The plaintiff's lease in the case at bar did not call for the alterations and additions which were the means of producing the damages complained of. Has such been their character, then the liability of the lessors might be placed in a different light. They were not necessary as repairs caused by ordinary wear and tear of the leased premises, for these were, under the lease, to be made by the lessee. Nor, as I have said, can they be classed as urgent repairs, under the provisions of article 1558, necessary for the preservation of the building. They were entirely outside the plaintiff's lease, were undertaken at defendants' express request, and were ultimately to inure to their benefit as a permanent improvement to the property. It seems clear, therefore, that in undertaking these alterations, or in authorizing others to undertake them, the lessors should have taken precautions to see that their covenant for the peaceful and quiet possession of the plaintiff should not be violated. The record shows that no mention was made of the plaintiff in the contract with the hotel people, nor in the contract with the contractor who actually performed the work, and further, that he was not consulted as to the manner in which the work should be performed.
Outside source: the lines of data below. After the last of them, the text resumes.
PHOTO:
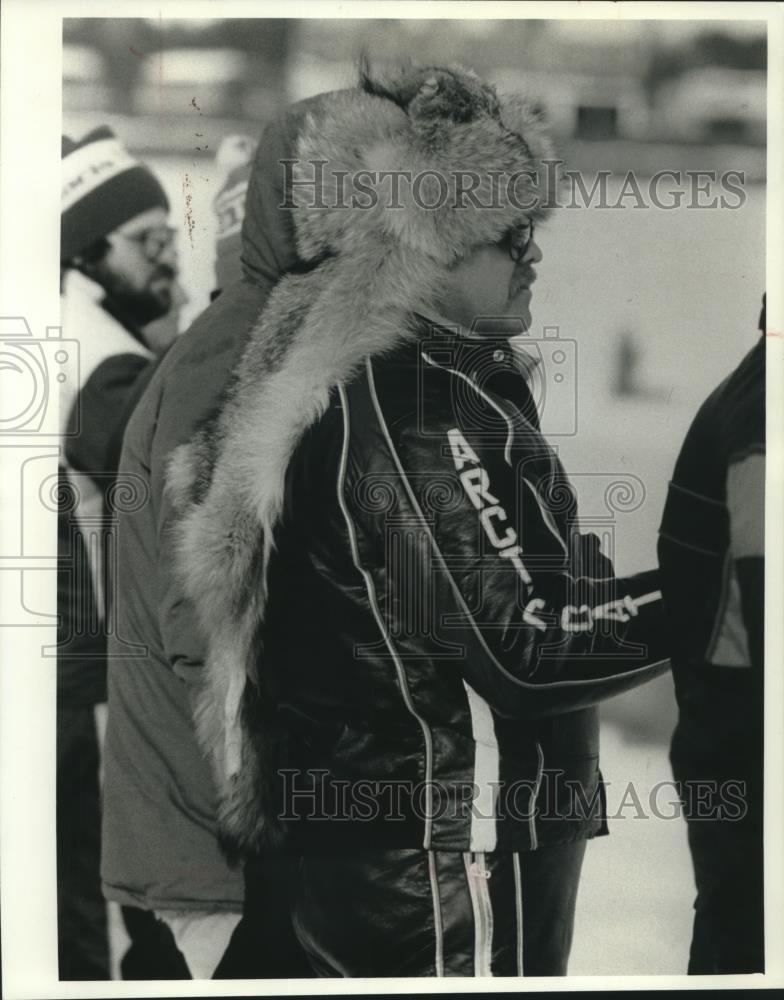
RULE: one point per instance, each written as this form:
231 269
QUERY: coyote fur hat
370 266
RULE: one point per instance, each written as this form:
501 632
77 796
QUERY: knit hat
103 187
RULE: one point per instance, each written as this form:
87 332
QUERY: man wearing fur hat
407 635
118 267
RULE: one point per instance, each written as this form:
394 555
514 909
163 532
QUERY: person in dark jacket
161 853
407 635
118 265
712 558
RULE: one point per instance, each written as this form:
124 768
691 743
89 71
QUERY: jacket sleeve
545 625
746 508
101 412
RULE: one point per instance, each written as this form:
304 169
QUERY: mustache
163 271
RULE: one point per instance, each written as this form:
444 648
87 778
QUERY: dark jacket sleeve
101 413
746 508
544 631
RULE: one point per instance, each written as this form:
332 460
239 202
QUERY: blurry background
656 306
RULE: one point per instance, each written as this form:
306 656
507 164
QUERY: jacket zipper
483 914
532 820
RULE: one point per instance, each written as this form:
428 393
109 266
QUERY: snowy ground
686 285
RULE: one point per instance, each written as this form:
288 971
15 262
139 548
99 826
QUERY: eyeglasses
518 239
152 241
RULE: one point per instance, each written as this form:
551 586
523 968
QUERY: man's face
139 269
491 283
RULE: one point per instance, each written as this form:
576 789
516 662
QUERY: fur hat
370 267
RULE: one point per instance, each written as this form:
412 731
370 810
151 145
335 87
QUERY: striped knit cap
103 187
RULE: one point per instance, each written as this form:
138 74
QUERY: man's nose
533 253
168 255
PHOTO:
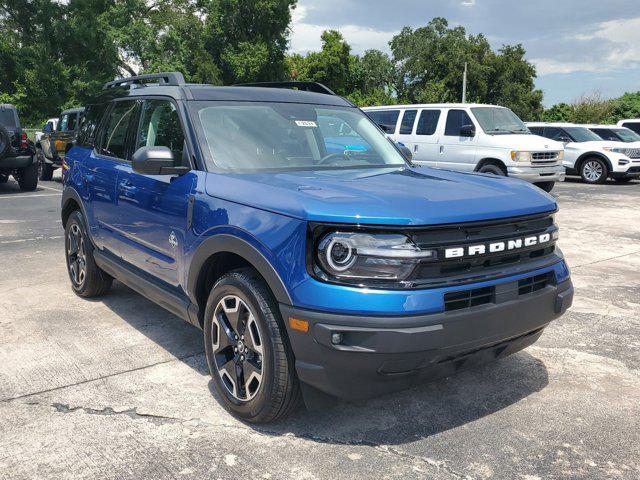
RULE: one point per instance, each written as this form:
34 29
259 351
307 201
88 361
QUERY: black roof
171 84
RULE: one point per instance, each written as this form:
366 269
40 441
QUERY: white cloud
617 46
305 37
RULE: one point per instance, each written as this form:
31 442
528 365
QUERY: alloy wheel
592 170
76 255
237 348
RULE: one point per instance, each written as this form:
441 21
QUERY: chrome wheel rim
237 348
76 256
592 171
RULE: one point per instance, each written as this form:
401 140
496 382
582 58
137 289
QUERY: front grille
468 298
533 284
448 271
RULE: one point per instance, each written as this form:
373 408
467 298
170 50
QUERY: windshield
279 136
626 135
7 118
581 134
499 120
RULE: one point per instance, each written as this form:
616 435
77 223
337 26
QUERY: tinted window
385 118
160 127
635 126
89 123
114 137
456 119
428 122
408 119
606 134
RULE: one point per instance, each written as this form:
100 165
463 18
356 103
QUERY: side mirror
156 161
467 131
406 151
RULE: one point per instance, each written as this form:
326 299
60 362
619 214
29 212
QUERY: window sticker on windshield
306 123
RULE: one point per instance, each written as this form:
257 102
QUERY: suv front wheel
594 170
247 349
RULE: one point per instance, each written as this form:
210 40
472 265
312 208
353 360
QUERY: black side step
166 299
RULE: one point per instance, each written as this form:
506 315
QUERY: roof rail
304 86
166 78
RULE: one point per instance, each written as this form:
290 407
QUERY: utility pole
464 84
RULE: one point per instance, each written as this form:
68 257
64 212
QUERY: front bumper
378 355
534 174
20 161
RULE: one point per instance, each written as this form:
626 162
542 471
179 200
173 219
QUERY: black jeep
17 152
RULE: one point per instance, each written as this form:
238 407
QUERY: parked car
17 152
588 156
631 124
55 143
613 133
472 138
312 271
52 125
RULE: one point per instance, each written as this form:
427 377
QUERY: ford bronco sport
313 271
17 152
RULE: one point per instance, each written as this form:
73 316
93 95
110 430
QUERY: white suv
472 138
587 155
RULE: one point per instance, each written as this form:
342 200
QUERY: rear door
457 152
426 137
154 209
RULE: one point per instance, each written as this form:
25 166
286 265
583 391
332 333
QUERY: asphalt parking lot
118 388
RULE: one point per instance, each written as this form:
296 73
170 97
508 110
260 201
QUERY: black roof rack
304 86
166 78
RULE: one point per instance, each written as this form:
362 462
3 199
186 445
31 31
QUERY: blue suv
313 270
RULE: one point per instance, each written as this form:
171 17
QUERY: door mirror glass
156 161
467 131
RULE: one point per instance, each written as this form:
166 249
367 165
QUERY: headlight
345 255
518 156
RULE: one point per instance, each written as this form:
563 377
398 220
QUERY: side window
635 126
554 133
114 137
456 119
408 119
387 119
428 122
160 127
62 124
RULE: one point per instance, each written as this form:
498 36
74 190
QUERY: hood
389 196
525 142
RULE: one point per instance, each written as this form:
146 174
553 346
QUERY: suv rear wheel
594 170
28 177
87 279
247 349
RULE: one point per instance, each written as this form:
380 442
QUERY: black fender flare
592 154
225 243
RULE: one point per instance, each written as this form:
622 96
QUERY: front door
154 209
456 152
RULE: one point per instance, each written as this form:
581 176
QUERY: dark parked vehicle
54 144
313 269
17 152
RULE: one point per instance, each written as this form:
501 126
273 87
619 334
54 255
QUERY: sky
578 46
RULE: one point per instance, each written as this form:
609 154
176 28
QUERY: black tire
278 390
594 170
492 169
623 179
546 186
28 177
78 251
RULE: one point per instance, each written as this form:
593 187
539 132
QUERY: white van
472 138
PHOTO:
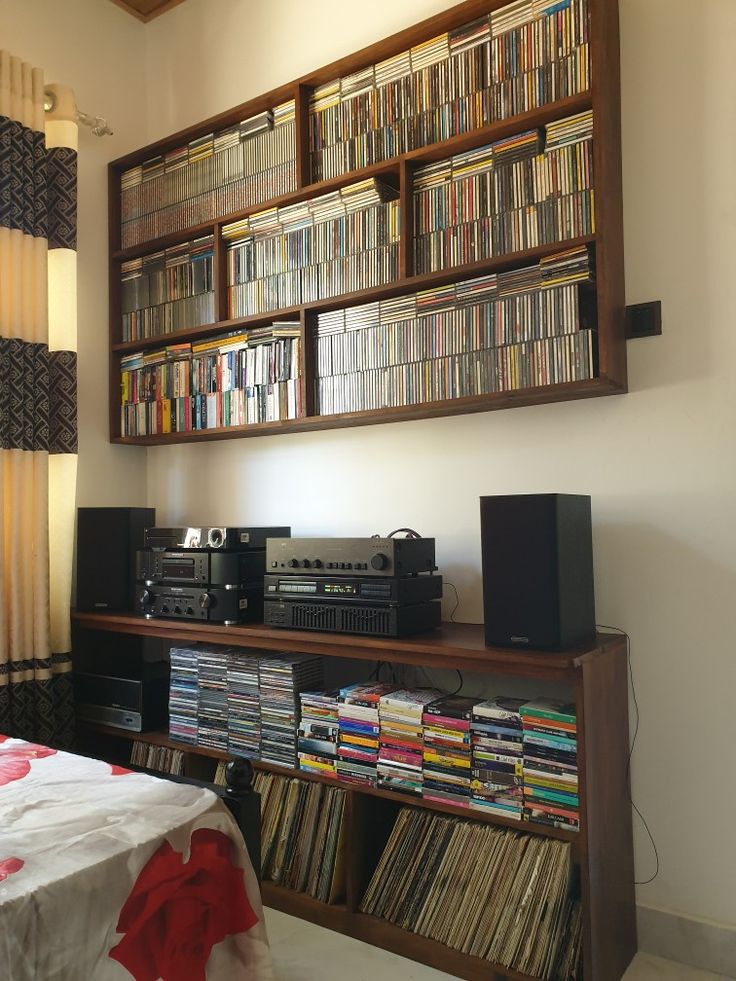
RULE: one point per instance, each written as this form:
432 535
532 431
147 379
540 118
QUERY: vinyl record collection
167 291
336 243
534 188
514 908
161 758
214 175
232 379
302 836
521 56
524 328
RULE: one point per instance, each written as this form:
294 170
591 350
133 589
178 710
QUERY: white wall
97 50
658 462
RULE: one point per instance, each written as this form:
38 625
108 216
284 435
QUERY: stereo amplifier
222 539
361 589
155 566
215 604
345 618
386 557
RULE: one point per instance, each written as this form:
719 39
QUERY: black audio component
215 604
136 704
203 568
107 540
388 557
222 539
537 552
346 618
362 589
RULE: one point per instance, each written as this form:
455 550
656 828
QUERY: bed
108 875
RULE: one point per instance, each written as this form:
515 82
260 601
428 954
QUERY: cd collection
302 836
214 175
336 243
514 758
515 907
512 195
521 56
495 333
169 290
229 380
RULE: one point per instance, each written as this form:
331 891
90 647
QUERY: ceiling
146 10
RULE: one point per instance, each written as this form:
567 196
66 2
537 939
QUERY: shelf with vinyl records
431 226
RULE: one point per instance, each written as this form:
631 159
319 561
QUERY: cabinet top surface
454 645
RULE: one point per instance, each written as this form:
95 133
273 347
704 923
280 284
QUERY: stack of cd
281 680
318 732
183 694
401 738
357 752
212 700
446 756
243 703
498 752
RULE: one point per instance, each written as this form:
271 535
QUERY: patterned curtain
38 424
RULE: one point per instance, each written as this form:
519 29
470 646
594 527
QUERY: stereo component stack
204 574
377 586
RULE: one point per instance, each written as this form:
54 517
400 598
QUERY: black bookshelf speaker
107 540
537 552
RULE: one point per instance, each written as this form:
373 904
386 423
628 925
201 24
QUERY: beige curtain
38 430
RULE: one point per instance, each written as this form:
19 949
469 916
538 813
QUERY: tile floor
304 952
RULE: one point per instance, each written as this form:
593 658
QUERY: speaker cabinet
107 540
537 552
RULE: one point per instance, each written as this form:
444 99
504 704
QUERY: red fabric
15 761
177 911
9 866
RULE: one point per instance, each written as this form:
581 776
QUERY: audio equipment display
217 538
537 552
389 557
364 589
208 568
212 603
107 540
378 621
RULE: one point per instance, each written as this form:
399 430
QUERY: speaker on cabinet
537 552
107 540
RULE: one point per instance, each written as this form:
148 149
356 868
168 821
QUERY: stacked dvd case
515 59
446 765
216 174
551 763
212 707
168 291
318 732
184 693
358 713
401 738
524 328
498 753
531 189
336 243
243 703
281 680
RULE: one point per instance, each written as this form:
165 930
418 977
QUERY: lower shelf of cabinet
564 392
380 933
163 739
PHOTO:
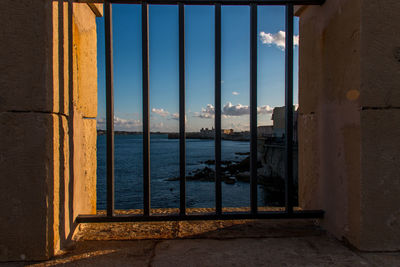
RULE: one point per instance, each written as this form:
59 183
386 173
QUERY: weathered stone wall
348 120
48 131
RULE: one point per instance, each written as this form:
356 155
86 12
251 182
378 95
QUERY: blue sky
164 96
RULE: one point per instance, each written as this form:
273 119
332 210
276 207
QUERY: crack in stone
34 111
379 108
153 252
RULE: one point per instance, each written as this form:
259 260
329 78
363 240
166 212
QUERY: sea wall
272 157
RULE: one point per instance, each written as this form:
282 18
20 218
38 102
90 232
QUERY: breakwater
197 135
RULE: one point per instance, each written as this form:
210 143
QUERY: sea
164 164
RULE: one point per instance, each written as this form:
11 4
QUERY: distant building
265 131
278 116
227 131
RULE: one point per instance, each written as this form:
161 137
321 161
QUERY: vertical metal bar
109 106
182 134
146 118
218 189
289 108
253 108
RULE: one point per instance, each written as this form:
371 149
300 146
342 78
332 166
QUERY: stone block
85 66
380 182
308 162
380 53
26 167
85 140
25 50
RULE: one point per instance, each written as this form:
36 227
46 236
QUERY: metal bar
146 117
210 2
182 117
289 108
109 106
218 188
253 108
315 214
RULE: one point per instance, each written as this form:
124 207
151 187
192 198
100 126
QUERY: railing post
182 111
217 117
146 117
109 106
253 108
289 108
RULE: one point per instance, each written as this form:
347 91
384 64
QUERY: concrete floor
215 243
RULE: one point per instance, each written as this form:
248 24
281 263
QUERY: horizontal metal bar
308 214
209 2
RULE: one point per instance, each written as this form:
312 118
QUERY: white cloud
277 39
175 116
160 111
265 109
121 124
235 110
230 110
206 113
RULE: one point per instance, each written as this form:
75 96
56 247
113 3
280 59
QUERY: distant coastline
104 132
239 136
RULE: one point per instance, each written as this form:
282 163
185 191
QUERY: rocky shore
231 172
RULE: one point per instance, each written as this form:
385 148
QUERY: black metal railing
288 212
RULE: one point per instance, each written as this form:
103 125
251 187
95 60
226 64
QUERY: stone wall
48 84
348 119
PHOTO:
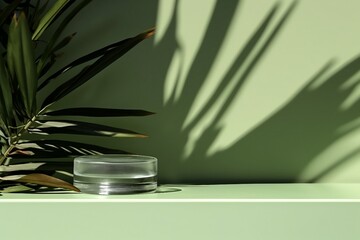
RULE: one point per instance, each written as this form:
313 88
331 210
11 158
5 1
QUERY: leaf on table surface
15 188
82 128
91 70
48 18
41 179
21 61
98 112
93 55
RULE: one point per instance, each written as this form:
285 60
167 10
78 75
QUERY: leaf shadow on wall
280 148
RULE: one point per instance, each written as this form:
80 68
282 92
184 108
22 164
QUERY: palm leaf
50 46
98 112
6 103
21 61
48 18
8 10
60 148
88 72
41 179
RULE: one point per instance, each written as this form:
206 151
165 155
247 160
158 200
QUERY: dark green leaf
88 72
49 48
6 103
47 19
98 112
45 180
21 61
8 11
83 128
61 148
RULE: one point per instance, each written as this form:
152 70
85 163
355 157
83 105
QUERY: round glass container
115 174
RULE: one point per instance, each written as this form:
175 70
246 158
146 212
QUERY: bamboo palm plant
26 67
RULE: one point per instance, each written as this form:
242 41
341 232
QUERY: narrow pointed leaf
45 180
6 102
82 128
49 17
21 61
90 71
50 49
91 56
98 112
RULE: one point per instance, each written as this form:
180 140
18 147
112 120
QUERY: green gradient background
278 125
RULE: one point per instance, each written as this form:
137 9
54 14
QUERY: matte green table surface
249 211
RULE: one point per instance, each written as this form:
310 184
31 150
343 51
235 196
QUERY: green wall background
244 91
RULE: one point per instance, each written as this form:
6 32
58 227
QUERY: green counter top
242 211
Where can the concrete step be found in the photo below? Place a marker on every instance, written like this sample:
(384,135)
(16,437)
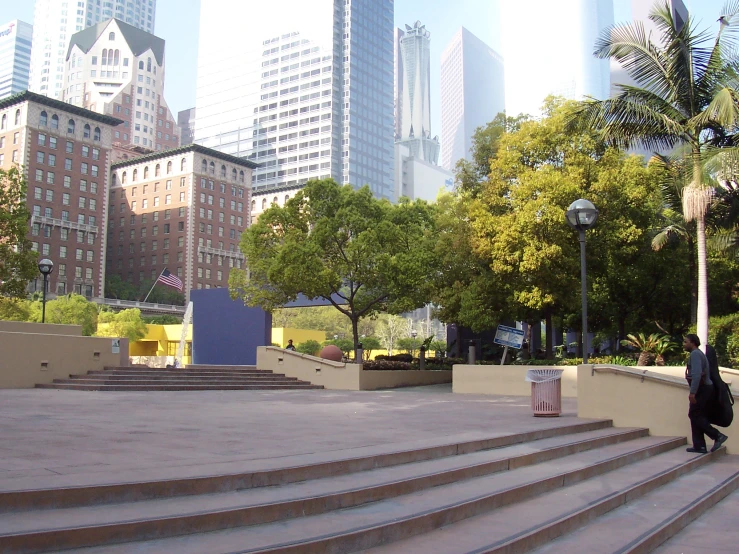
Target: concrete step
(153,375)
(412,512)
(183,387)
(143,380)
(715,531)
(271,473)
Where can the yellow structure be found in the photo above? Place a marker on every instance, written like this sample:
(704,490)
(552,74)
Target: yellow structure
(280,335)
(163,340)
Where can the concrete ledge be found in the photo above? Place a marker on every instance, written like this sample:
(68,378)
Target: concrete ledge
(637,397)
(506,380)
(342,376)
(29,359)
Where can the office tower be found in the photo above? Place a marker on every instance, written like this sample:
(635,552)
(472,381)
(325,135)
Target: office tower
(54,23)
(305,90)
(65,153)
(181,209)
(548,48)
(117,69)
(414,79)
(15,57)
(472,93)
(186,124)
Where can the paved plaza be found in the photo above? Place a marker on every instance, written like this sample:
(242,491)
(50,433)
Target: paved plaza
(58,438)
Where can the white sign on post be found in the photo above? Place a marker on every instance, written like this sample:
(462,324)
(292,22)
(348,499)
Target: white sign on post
(510,337)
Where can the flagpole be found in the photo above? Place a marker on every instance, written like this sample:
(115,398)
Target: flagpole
(154,285)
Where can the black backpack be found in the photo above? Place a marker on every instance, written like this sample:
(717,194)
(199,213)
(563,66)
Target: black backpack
(720,409)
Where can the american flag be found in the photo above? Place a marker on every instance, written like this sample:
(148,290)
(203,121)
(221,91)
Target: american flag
(166,278)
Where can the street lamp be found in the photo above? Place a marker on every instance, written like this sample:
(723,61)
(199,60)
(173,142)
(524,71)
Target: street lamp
(45,266)
(582,215)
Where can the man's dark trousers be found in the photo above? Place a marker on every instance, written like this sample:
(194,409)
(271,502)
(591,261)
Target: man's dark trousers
(699,420)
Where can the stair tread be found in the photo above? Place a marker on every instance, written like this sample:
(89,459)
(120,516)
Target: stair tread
(248,539)
(485,532)
(169,507)
(464,442)
(717,528)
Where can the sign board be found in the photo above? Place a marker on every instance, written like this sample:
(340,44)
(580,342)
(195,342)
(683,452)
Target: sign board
(508,337)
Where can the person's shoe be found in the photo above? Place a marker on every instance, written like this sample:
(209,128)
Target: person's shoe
(719,441)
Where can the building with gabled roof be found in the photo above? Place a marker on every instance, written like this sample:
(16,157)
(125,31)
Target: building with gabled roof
(114,68)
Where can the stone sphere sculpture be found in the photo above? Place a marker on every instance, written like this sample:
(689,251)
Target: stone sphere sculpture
(331,352)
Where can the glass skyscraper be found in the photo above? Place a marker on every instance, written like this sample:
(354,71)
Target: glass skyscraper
(305,90)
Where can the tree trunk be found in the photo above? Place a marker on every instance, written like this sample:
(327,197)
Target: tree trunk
(693,282)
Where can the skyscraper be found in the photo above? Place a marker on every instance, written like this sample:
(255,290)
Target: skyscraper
(545,59)
(15,57)
(472,93)
(116,69)
(413,70)
(305,90)
(54,23)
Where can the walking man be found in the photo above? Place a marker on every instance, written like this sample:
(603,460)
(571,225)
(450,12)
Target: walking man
(701,393)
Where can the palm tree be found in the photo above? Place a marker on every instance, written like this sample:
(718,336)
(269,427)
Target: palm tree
(686,96)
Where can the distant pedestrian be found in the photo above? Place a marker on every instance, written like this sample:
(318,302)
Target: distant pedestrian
(701,393)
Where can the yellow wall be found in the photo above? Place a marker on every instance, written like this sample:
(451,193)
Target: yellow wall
(155,343)
(280,335)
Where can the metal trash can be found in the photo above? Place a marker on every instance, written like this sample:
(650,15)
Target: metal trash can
(546,391)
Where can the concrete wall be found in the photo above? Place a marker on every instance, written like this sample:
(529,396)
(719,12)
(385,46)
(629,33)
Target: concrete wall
(341,376)
(507,380)
(375,380)
(43,328)
(31,358)
(638,398)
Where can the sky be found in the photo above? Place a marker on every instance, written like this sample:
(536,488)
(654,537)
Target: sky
(177,22)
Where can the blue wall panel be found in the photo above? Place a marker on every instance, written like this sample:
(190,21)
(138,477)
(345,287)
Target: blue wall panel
(226,332)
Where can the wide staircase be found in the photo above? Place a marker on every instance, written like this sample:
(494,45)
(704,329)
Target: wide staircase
(193,377)
(581,487)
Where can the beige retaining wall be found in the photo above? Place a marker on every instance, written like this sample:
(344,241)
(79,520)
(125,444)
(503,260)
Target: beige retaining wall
(506,380)
(341,376)
(638,398)
(28,359)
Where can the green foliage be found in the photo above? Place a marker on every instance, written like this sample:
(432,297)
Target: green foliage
(126,323)
(361,254)
(345,345)
(71,309)
(312,347)
(18,263)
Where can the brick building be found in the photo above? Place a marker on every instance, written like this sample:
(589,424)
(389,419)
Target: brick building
(65,154)
(117,69)
(183,209)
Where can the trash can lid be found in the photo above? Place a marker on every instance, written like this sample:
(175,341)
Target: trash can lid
(543,375)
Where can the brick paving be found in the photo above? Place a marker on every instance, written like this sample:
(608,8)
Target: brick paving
(56,438)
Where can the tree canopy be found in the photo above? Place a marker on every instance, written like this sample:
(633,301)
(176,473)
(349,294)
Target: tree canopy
(361,254)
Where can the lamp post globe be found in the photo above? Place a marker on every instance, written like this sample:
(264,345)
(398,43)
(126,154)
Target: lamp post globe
(45,266)
(581,216)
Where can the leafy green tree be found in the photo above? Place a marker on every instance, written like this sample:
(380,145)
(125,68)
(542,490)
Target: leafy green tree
(126,323)
(71,309)
(17,260)
(310,346)
(370,344)
(686,97)
(361,254)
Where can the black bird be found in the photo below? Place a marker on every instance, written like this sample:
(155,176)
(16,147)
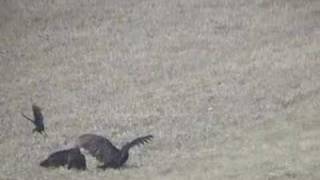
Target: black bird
(104,151)
(73,158)
(37,121)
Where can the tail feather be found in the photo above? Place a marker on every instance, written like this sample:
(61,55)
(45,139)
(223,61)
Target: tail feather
(136,142)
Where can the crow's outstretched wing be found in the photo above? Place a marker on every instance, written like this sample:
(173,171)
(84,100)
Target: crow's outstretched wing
(99,147)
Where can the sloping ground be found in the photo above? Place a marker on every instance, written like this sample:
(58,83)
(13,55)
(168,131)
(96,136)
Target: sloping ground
(230,89)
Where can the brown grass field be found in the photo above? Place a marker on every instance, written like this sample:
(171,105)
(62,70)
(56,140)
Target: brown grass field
(230,89)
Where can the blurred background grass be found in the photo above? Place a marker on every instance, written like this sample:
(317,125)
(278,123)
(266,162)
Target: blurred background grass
(229,89)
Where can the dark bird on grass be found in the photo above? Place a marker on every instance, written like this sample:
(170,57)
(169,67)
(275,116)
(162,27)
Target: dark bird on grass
(37,121)
(73,158)
(104,151)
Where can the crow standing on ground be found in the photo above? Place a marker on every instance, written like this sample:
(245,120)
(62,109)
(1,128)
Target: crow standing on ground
(37,121)
(104,151)
(73,158)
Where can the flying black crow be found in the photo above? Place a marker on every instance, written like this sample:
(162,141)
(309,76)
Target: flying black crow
(104,151)
(37,121)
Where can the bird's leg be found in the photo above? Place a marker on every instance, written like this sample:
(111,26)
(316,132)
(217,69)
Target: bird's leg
(27,118)
(104,166)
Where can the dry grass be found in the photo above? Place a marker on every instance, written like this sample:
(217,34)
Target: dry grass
(230,89)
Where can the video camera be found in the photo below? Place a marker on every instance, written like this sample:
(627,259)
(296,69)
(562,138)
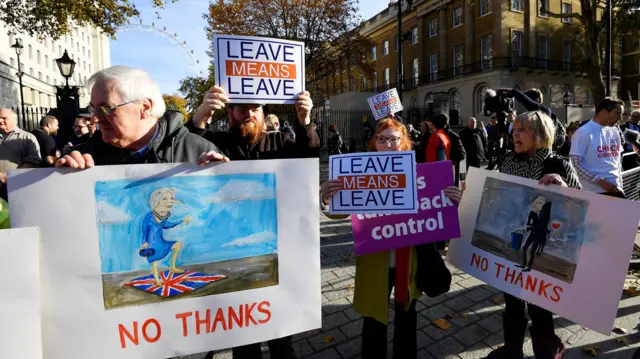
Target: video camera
(500,103)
More than this, on being informed of the damages being sustained by the plaintiff during the progress of the work, the defendants made no attempt to prevent a continuance of the disturbance. The defendants could not thus disregard their agreement to maintain the plaintiff in the undisturbed possession of the demised premises, and shift their responsibility to those who were undertaking the alterations to the building for their ultimate benefit. A number of cases are cited by the appellants, but I agree with the trial court that they are not in point. I am, therefore, of the opinion that the defendants are liable under the provisions of paragraph 3 of article 1554 for the damages caused the plaintiff. Under the provisions of article 1556 of the Civil Code, the plaintiff was at liberty to rescind the contract or demand indemnity for losses and damages, leaving the contract of lease in force. He has elected the latter course.

As to the amount of damages allowed by the trial court, I think the evidence fully justifies the amounts allowed for the various items. The judgment should, in my opinion, be affirmed.